Mentioned in a blog post from driver developer Mike Blumenkrantz, and also a full announcement from The Khronos Group who oversee the Vulkan API. The official Vulkan announcement post was even written by a developer from Nintendo. Notes from the announcement:
Today, Khronos® is releasing a new multi-vendor Vulkan® extension that aims to radically simplify how applications specify shaders and shader state while maintaining Vulkan’s ethos of being a highly performant “API without secrets.”
This extension is VK_EXT_shader_object. It introduces a new VkShaderEXT object type which represents a single compiled shader stage, along with 4 new functions to manipulate and use VkShaderEXT objects.

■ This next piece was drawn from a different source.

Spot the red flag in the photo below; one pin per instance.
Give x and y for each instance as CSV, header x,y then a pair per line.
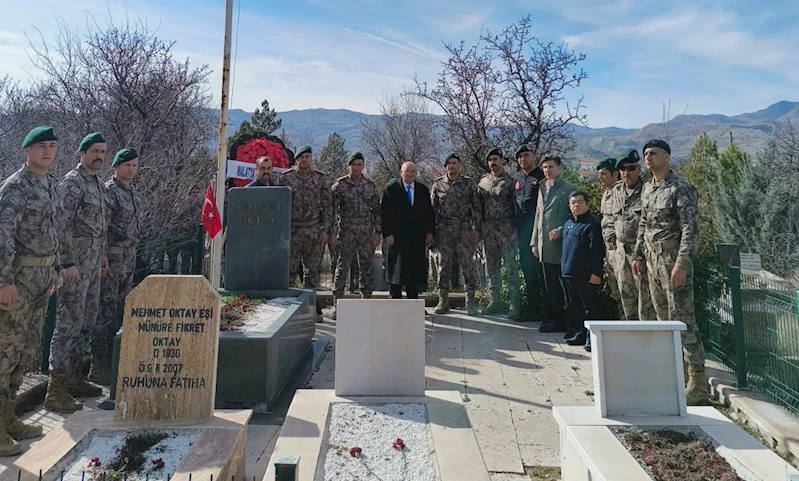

Shader objects serve a role similar to pipelines but expose a simpler, more flexible interface designed to empower applications whose architectures and/or needs for “dynamism” might have previously made the use of pipelines difficult. In environments where VK_EXT_shader_object is supported, applications can choose to use only pipelines, only shader objects, or an arbitrary mix of the two.
The post goes into details on what it does, and how it's the "culmination of years of work to bring Vulkan developers ever more powerful and easier-to-use ways to manage shaders and state". They're urging developers who overlooked Vulkan in the past due to being intimidated by it to perhaps give it another look.
And according to the blog post from Blumenkrantz:
It’s a very cool extension for Zink. Effectively, it means (unoptimized) shader variants can be generated very fast. So fast that the extension should solve all the remaining issues with shader compilation and stuttering by enabling applications (zink) to create and bind shaders directly without the need for pipeline objects.
Seems like it's going to be a big win overall, and could result in performance gains in some cases and less stuttering.
To go along with it, NVIDIA already have a new Vulkan Beta Driver available with support added.
From my understanding Nintendo use Vulkan API on the Switch to squeeze as much performance out of the platform as they can, for example I heard Skyrim runs on vulkan on the Switch.
Nintendo supports both Vulkan and their own API. However pretty much no one uses Vulkan on Switch because it's not as fast as their own API (understandably, because their API is tailored to their specific hardware (which is nvidia based) while Vulkan is abstract).
This extension came as an effort to solve a major problem with Vulkan and hopes to entice Switch developers to use Vulkan instead.
That said, the extension works extremely well on Nvidia, where every state is dynamic and shader stages are pretty much independent. On other hardware, draw calls using shader objects won't be as fast as pipelines (as Mike puts it, they are unoptimized). So, it's going to take a hardware iteration or two before this is really helpful on anything that is not Nvidia.
" They're urging developers who overlooked Vulkan in the past due to being intimidated by it to perhaps give it another look."
maybe they tried to support vulkan but also compete with their own proprietary api exclusively for their console, just like sony did suporting openGL but also competing with...
https://en.wikipedia.org/wiki/PlayStation_4_system_software#System
but in this case, maybe they failed and prefer vulkan to thrive than to see directX12 being the standard...
Too bad Sony didn't decide to do it yet.